Traditional statistics has been around for hundreds of years, and practitioners have been plugging away at trying to develop algorithms that help us to extract meaning from data for just as long. Much of their work went unnoticed by the general public until recently, as their theorems and models seldom presented practical solutions to problems that involve the messy data we often encountered in the wild. But recently developments in computer hardware and software has made the field of statistics touch almost every aspect of our modern lives.

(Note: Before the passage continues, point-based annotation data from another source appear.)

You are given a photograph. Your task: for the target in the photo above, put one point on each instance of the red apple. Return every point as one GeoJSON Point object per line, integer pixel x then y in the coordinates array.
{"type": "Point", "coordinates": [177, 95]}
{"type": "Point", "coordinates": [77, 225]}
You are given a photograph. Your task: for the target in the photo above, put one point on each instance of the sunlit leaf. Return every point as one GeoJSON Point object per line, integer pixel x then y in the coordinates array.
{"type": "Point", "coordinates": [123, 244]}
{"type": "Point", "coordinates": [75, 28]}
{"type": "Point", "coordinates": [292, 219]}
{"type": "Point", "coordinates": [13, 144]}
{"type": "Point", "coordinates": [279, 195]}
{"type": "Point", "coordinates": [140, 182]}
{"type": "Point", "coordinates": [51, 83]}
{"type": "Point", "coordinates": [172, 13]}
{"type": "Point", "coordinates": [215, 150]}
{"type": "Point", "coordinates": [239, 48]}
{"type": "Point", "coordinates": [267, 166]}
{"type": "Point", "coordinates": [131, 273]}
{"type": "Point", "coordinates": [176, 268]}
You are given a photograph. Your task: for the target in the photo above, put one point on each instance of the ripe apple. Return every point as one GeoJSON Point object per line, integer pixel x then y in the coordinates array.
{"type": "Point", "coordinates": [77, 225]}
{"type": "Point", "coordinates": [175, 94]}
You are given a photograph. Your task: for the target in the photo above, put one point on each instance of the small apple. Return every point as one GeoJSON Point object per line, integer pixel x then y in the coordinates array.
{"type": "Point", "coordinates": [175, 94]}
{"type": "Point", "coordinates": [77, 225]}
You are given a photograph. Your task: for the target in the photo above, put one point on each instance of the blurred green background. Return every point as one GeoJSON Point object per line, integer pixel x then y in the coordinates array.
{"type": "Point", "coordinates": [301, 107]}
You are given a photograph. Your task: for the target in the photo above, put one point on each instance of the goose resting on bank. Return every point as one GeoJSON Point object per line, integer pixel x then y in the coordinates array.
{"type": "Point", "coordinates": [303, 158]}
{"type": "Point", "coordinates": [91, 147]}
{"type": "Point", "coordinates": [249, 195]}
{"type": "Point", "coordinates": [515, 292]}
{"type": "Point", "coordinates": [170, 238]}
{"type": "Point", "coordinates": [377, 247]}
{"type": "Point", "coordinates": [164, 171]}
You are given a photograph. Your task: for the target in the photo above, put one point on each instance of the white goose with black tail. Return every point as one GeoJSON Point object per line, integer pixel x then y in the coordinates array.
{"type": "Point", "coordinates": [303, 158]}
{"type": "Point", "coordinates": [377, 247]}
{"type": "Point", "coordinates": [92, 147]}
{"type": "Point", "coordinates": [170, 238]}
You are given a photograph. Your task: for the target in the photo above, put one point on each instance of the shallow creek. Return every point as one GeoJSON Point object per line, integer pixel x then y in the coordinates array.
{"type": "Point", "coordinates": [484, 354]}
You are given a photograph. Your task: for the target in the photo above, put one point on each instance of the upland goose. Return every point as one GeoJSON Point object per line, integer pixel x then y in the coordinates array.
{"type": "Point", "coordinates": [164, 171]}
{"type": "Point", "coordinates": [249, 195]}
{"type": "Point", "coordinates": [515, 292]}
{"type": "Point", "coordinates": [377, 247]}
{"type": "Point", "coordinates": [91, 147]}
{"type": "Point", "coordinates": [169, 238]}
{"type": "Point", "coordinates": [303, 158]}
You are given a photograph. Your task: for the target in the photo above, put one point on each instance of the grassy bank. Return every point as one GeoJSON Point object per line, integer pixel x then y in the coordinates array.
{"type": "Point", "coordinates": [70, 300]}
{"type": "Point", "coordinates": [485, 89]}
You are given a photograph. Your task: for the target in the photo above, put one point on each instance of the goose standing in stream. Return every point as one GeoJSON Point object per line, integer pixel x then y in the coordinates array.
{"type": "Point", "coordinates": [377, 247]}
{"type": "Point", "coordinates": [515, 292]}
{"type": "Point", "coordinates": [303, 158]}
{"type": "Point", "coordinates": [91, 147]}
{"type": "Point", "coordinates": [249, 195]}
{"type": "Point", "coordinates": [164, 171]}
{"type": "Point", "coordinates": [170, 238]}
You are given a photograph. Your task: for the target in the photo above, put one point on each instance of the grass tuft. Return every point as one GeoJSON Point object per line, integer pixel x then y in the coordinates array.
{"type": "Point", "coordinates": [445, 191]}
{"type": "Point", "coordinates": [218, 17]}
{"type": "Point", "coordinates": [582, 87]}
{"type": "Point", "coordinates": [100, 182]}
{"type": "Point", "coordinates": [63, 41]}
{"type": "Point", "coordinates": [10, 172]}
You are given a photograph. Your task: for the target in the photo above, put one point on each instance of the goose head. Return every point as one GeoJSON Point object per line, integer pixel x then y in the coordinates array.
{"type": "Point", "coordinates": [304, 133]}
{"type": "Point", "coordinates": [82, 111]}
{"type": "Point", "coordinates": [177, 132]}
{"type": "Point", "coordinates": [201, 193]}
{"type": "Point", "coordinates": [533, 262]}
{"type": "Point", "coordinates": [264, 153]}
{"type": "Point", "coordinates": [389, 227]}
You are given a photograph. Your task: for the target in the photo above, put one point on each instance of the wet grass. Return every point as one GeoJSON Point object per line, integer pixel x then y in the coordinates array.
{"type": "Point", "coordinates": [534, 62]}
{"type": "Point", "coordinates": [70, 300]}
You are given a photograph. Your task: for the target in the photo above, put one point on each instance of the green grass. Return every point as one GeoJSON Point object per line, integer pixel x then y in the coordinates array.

This new wave of activity has been the engine fueling the data science revolution currently underway. Algorithms such as gradient boosted trees and neural networks have cast a long shadow over the ANOVA’s (analysis of variance) or logistic regressions that served statisticians so well for many decades. Is it time to consign these antiquated methods to the rubbish heap? Do they have any relevance in the modern era of big data, artificial intelligence and cloud computing? Statisticians Brian Ripley and Andrew Gelman had this to say:
'Machine learning is statistics minus any checking of models and assumptions'. - Brian D. Ripley
‘In that case, maybe we should get rid of checking of models and assumptions more often. Then maybe we'd be able to solve some of the problems that the machine learning people can solve but we can't!’ - Andrew Gelman
I would argue that these traditional statistical methods still have a very important role to play, a role somewhat different from the role of modern machine learning algorithms. While doing research as a scientist, most of my analytical work involved the use of traditional regression techniques such as ANOVA or multiple regression. Now, working as a data scientist, I rely mostly on gradients boosted trees and neural networks to make predictions. Different techniques are used because these two different realms are fundamentally interested in different outcomes. As a scientist my principal interest is inference – or the relationship between predictors and outcomes. As a data scientist, I am mostly interested in prediction – for example, my clients want to know who is going to purchase their product and who isn’t.
Sometimes we get carried away trying to produce the most accurate predictions using machine learning methods without stopping to think about how the outcomes we are modelling are affected by potential influencing factors. Often the methods we choose to make our predictions with don’t even allow us to explore the relationship between these factors and the predictions. On the other hand, as statisticians, we can be so concerned that the assumptions required to infer causality between input and outputs are met, that we forget to check that our outputs are indeed making predictions that are useful and can be implemented in practice.
Inference and Prediction should not be regarded as mutually exclusive tasks when building models. It’s time to pause and view machine learning and statistics as two sides of the same coin.